Darren Farnan is the Chief Development Officer for United Electric and he said the process of installing fiber soon will be underway.
“You have to be completely built in six years, the first measurement criteria happens in three years. Our goal is to have all the areas that we won in the auction to be done in the next three years,” said Farnan. “We’re getting started right now.”
Farnan said before the funds from the auction that United Electric won, the areas that were set to receive broadband was only budgeted to get around $5 million. With the addition of the federal funds, those areas will now receive top-notch technology.
“We think it’s important to focus on the technology and make sure that when we’re using these federal dollars to put into technology that’s going to last for decades instead of just getting to the next minimum level of broadband,” said Farnan.

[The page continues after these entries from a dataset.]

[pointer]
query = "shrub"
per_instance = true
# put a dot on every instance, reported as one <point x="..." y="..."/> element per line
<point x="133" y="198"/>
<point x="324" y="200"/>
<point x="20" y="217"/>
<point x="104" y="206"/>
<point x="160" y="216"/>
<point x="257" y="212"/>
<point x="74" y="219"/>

The rural broadband will have huge impacts on schools, businesses and medical treatment around the area. The push was even made by Missouri Gov. Mike Parson for improved telehealth services when he visited Family Guidance Center in St. Joseph back in December.
“If you don’t have good connectivity the whole telehealth thing is a challenge,” said Lee Sawyer, Buchanan County Commissioner.
Sawyer added that as Missouri looks to beef up its infrastructure, this is a large step.
“As you look at the overall infrastructure you don’t necessarily think of broadband,” said Sawyer. “You think of bridges and you think of roads but really, broadband is an important part of this whole infrastructure effort that hopefully will continue to gain traction.”
United Electric said they believe this is a long-term solution to the rural broadband issue and federal funds won’t be needed again once the fiber is installed in these rural areas.